For some people that seems to be a thrill. If that sort of person happens to
know computer programming, then he or she may funnel energy into the creation
of destructive viruses.
The
second reason has to do with the thrill of watching things blow up. Many people
have a fascination with things like explosions and car wrecks. When you were
growing up, there was probably a kid in your neighborhood who learned how to
make gunpowder and then built bigger and bigger bombs until he either got bored
or did some serious damage to himself. Creating a virus that spreads quickly is
a little like that -- it creates a bomb inside a computer, and the more
computers that get infected the more "fun" the explosion.
The
third reason probably involves bragging rights, or the thrill of doing it. Sort
of like Mount Everest. The mountain is there, so someone is compelled to climb
it. If you are a certain type of programmer and you see a security hole that
could be exploited, you might simply be compelled to exploit the hole yourself
before someone else beats you to it. "Sure, I could TELL someone about the
hole. But wouldn't it be better to SHOW them the hole???" That sort of
logic leads to many viruses.
Of
course, most virus creators seem to miss the point that they cause real damage
to real people with their creations. Destroying everything on a person's hard
disk is real damage. Forcing the people inside a large company to waste
thousands of hours cleaning up after a virus is real damage. Even a silly
message is real damage because a person then has to waste time getting rid of
it. For this reason, the legal system is getting much harsher in punishing the
people who create viruses.
History
Traditional
computer viruses were first widely seen in the late 1980s, and they came about
because of several factors. The
first factor was the spread of personal Computers (PCs).
Prior to the 1980s, home
computers were nearly non-existent or they were toys. Real computers were rare,
and they were locked away for use by "experts." During the 1980s,
real computers started to spread to businesses and homes because of the
popularity of the IBM PC (released in 1982) and the Apple Macintosh (released
in 1984). By the late 1980s, PCs were widespread in businesses, homes and
college campuses.
The second factor was
the use of computer bulletin
boards. People could
dial up a bulletin board with a modem and download
programs of all types. Games were extremely popular, and so were simple word processors, spreadsheets, etc.
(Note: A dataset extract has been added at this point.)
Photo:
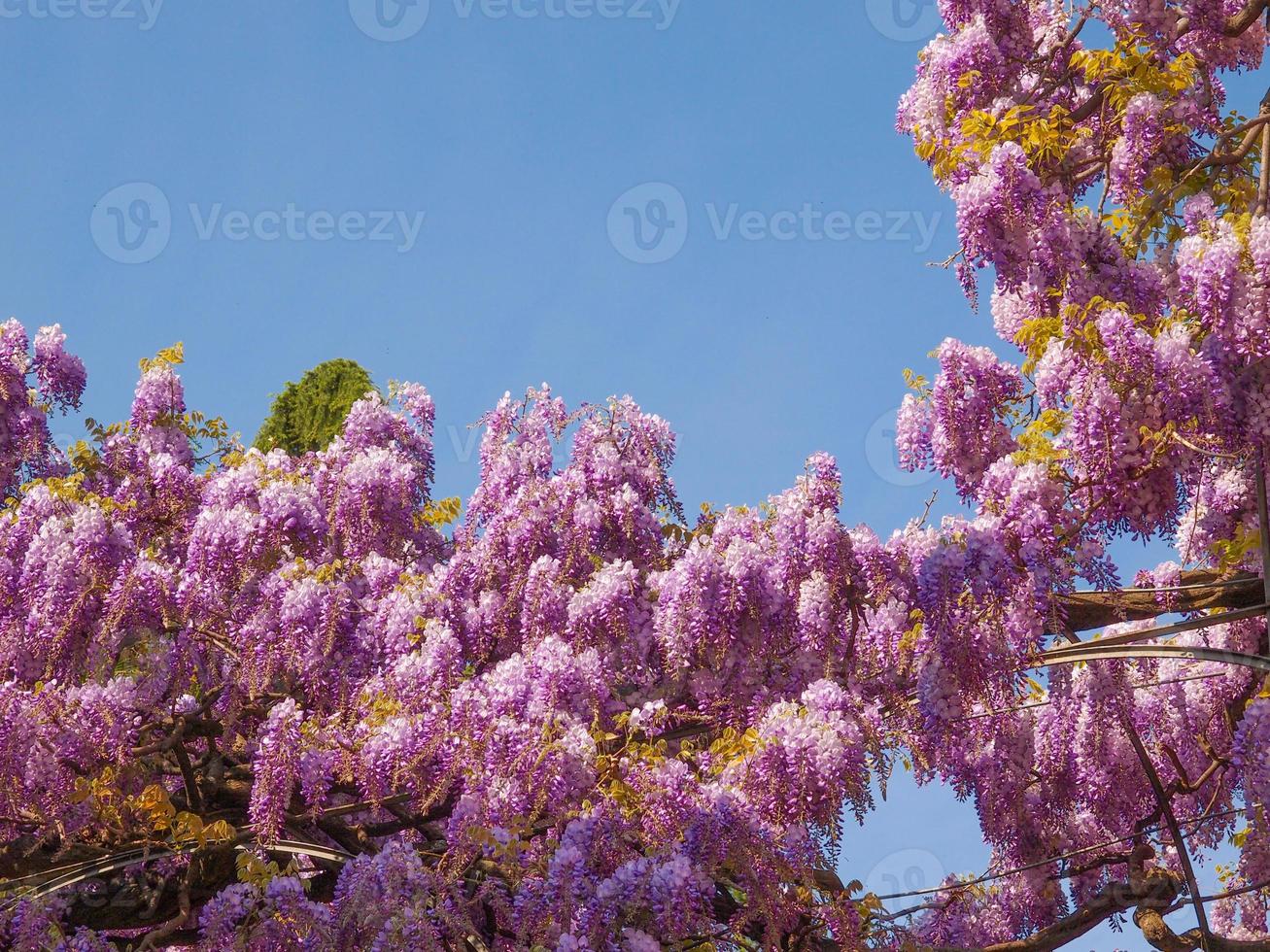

Bulletin boards led to the precursor of the virus known as the Trojan horse.
A Trojan horse is a program that sounds really cool when you read about it. So
you download it. When you run the program, however, it does something uncool
like erasing your disk. So you think you are getting a neat game but it wipes
out your system. Trojan horses only hit a small number of people because they
are discovered quickly. Either the bulletin board owner would erase the file
from the system or people would send out messages to warn one another.
The
third factor that led to the creation of viruses was the floppy disk. In
the 1980s, programs were small, and you could fit the operating system, a word
processor (plus several other programs) and some documents onto a floppy disk
or two. Many computers did not have hard disks, so you would turn on your
machine and it would load the operating system and everything else off of the
floppy disk.
Viruses took advantage
of these three facts to create the first self-replicating programs.